Resta infatti  la grande eredità scientifica di un continente ancora oggi fondamentale per l'umanità: riserva naturale (ancora) abbastanza incontaminata, geograficamente lontanissima ma non per questo lontana dal giocare un ruolo chiave nel clima di tutto il pianeta e nelle ricerche scientifiche non solo di carattere climatologico (archivio del lontano passato*, sensore del presente, palcoscenico del futuro), l'Antartide è oggi un vero e proprio un laboratorio a cielo aperto di settori multidisciplinari. Dalla biologia marina all'astrofisica alla psicologia, sono tantissimi i settori di ricerca e i paesi che vi lavorano in cooperazione fra di loro.

Fino al 18 marzo 2012, il Palazzo Ducale di Genova dedica una grande mostra (allestita in collaborazione con, fra gli altri,  l'AMNH di New York e il Museo Nazionale dell'Antartide) per ricordare il centenario della conquista del Polo Sud e di questa leggendaria sfida. Consiglio di vederla, mi hanno detto che ne vale la pena perché è davvero suggestiva e interessantissima (qui il trailer della mostra, qui il video della keynote introduttiva di Messner, qui....surprise :-D). 
Ieri in Norvegia, intanto, si festeggiava alla grande

MS aveva già dedicato un post climafluttuante all'Antartide qui e segnalo anche questo interessantissimo libro (uno dei pochi davvero ben fatti,  approfonditi, scientificamente rigorosi e al tempo stesso molto divulgativi) in lingua italiana. Immagine di copertina a lato.

*Proprio in questi giorni è stato pubblicato uno studio molto interessante di ricostruzione paleoclimatica (appr. su SkS qui) sul ruolo che la CO2 ebbe nell'innescare e protrarre il forte raffreddamento che si verificò 33.7 milioni di anni fa e che coincise con la formazione della calotta glaciale al di sopra della piattaforma continetale antartica e l'inizio della sua perenne glaciazione.
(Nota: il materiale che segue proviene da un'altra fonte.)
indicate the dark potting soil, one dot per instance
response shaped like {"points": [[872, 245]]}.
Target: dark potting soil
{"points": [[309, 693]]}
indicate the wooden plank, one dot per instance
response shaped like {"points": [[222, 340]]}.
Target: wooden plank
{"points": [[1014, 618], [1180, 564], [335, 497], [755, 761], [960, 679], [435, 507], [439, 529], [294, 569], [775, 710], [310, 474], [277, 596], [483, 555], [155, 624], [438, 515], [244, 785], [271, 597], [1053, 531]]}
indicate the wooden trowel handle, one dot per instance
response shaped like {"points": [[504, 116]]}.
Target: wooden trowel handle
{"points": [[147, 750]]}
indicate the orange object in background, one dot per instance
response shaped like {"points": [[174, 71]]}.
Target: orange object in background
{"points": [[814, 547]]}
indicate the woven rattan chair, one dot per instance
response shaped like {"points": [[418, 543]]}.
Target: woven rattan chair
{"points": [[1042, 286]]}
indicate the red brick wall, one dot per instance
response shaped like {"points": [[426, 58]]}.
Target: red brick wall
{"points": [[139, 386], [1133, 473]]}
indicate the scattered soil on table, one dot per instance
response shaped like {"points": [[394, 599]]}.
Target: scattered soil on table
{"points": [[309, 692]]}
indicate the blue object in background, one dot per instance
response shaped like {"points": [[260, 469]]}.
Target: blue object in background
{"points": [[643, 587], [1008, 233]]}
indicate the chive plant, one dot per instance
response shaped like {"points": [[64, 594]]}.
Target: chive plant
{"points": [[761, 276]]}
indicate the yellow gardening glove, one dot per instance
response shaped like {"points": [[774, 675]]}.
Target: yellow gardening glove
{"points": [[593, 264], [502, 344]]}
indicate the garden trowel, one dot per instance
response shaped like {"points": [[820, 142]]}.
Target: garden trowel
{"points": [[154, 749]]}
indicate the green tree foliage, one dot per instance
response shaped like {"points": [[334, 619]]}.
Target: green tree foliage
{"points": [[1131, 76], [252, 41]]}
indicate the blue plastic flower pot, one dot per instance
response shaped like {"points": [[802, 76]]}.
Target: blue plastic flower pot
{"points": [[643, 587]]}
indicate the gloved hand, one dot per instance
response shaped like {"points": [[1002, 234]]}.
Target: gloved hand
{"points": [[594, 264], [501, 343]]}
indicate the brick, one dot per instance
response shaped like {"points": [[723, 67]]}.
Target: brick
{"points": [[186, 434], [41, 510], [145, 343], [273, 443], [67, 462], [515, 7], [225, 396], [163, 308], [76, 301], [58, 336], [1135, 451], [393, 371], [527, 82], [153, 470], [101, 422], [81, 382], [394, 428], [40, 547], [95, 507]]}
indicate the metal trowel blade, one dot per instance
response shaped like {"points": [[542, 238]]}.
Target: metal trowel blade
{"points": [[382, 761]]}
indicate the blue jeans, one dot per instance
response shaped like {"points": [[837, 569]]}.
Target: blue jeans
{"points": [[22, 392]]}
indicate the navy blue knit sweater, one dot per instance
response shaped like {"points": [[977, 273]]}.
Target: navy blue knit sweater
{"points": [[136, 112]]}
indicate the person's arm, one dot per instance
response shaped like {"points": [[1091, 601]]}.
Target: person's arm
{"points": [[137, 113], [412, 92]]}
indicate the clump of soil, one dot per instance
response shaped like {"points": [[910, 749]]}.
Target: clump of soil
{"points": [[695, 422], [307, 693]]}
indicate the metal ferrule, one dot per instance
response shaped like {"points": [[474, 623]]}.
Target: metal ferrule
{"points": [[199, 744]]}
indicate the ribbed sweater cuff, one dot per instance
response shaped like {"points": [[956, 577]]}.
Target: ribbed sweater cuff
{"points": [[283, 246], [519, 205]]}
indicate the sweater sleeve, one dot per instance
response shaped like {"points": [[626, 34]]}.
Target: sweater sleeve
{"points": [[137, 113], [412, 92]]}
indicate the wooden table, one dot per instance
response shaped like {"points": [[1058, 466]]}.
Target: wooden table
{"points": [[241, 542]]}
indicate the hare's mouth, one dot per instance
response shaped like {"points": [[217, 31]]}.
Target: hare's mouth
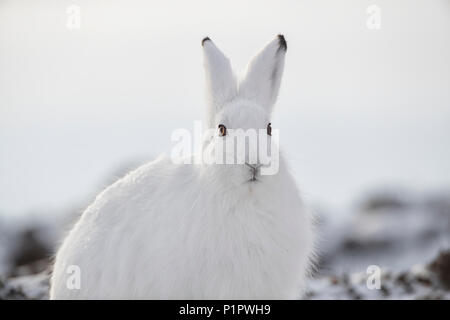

La concentrazione di CO2 subì un drastico calo di oltre il 40% nel periodo intercorso fra 35.5 e 32.5 milioni di anni fa e il freddo che ne seguì permise l'inizio della glaciazione antartica.
Dove finì la CO2? SkS fornisce alcune linee ipotetiche, incentrate perlopiù su ambiti geologici/erosivi e su ambiti biochimici (interessante, in questo senso, l'ipotesi della sepoltura glaciale di materiale organico: qui l'abstract di un interessante speech a cui ho assistito l'estate scorsa al meeting dell'INQUA, qui un paper più esaustivo).